The case was pending when the parties, through their attorneys, entered into the agreement. In order to get the benefit of it as a defense, the proper practice is for the defendant to make a motion to be allowed to file a supplemental answer.
This was the practice recognized and followed inMcCrady v. Jones,
Appeals dismissed.
MESSRS. JUSTICES HYDRICK, WATTS and FRASER concur in the opinion of the Court.
Concurrence Opinion
I concur in the conclusion announced by the Court. But I reach that conclusion by so different a way that I am induced to set it down.
I think the "stipulation" must speak for itself, and that the affidavit of Mr. Lee was incompetent to at all modify it. I, therefore, leave the affidavit out of consideration, and *36 look exclusively at the stipulation, and the narrow issue, made by it and the other record of the case, is this: This Court, having held that the release was valid to bar plaintiff's action, is the plaintiff concluded by the stipulation to question the genuineness of the release? I am clearly of the opinion that the plaintiff is not so concluded.
The following is a chronological history of the progress of the action: The plaintiff sued for the wrongful death of her intestate. The defendant pleaded in bar a release given by the deceased in his lifetime, but did not recite the release. Within four days the defendant moved for an order requiring the plaintiff to reply to the allegation of the release, and concurrently therewith made and served a copy of the release. In the same month, counsel for the parties made the stipulation. That instrument is made up of a recital and an arrangement. The recital is composed of two clauses, to wit:
Recital: "(1) The defendant * * * having amended the second defense * * * so as to set forth the release * * * according to the terms thereof, (2) and the plaintiff having demurred to the said defense thereby raising the legal question of the validity of the said release as a bar to the * * * action." (The italics are supplied.)
Agreement: "(1) That the defendant abandons its * * * motion * * * to require the plaintiff to reply to its second defense.
"(2) And plaintiff agrees to raise no question of factconcerning the release therein alleged, so far as this case goes.
"(3) That in the event the Circuit Judge shall * * * rule the release to be invalid as a bar to the cause of action alleged in the complaint, then the defendant agrees not to immediately appeal * * * from such order, but to await the final judgment in the cause before appealing."

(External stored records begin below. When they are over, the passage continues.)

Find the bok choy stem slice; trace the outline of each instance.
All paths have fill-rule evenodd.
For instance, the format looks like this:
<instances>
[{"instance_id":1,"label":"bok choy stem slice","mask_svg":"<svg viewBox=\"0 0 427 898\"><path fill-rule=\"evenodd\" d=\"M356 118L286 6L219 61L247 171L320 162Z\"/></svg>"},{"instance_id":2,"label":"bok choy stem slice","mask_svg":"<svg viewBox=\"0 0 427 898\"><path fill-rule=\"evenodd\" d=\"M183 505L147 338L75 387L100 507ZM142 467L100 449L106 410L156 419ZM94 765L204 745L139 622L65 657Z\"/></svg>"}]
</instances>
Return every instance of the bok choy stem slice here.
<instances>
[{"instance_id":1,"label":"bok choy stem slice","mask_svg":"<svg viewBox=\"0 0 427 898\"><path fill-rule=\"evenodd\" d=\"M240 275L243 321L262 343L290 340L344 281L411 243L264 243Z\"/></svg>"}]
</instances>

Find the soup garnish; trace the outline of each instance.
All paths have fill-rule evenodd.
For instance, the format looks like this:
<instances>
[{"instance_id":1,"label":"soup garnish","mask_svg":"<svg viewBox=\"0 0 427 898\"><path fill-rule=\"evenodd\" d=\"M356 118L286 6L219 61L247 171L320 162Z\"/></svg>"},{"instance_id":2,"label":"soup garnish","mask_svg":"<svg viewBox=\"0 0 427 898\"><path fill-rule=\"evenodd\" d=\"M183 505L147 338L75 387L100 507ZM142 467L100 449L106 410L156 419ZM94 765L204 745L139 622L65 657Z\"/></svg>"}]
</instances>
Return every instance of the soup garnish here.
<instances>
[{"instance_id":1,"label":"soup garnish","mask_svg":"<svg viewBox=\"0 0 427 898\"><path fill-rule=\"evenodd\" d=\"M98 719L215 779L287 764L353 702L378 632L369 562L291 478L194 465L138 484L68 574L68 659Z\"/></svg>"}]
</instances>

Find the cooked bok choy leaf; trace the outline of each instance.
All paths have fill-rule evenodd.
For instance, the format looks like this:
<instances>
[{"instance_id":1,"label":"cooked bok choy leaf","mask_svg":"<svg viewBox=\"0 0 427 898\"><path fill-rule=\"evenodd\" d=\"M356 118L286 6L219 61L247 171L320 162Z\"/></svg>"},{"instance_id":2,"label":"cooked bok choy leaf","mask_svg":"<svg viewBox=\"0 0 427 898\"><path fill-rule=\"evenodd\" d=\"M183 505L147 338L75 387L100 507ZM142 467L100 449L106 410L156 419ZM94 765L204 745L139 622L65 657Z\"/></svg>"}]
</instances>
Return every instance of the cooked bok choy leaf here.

Immaterial words have been omitted. *37
It is manifest that the parties were stipulating about the release as it appeared on its face. The question at issue was the legal effect of the release as it was pleaded, its validity as a bar to the action. The "question of fact concerning the release" was the fact of its execution, not of its genuineness. Hitherto there had been no suggestion of a question of fact arising out of ungenuineness of the release. The parties did not forecast in the stipulation what would be done in the event the Court should hold that the release was valid. That stipulation was not provided for, and the parties have not stipulated about it. Therefore, the plaintiff is not cut off to contend now that the release is not genuine; he is only concluded to deny the fact that the release was executed, and the law that it was effective, as it then appeared, to bar the plaintiff's action.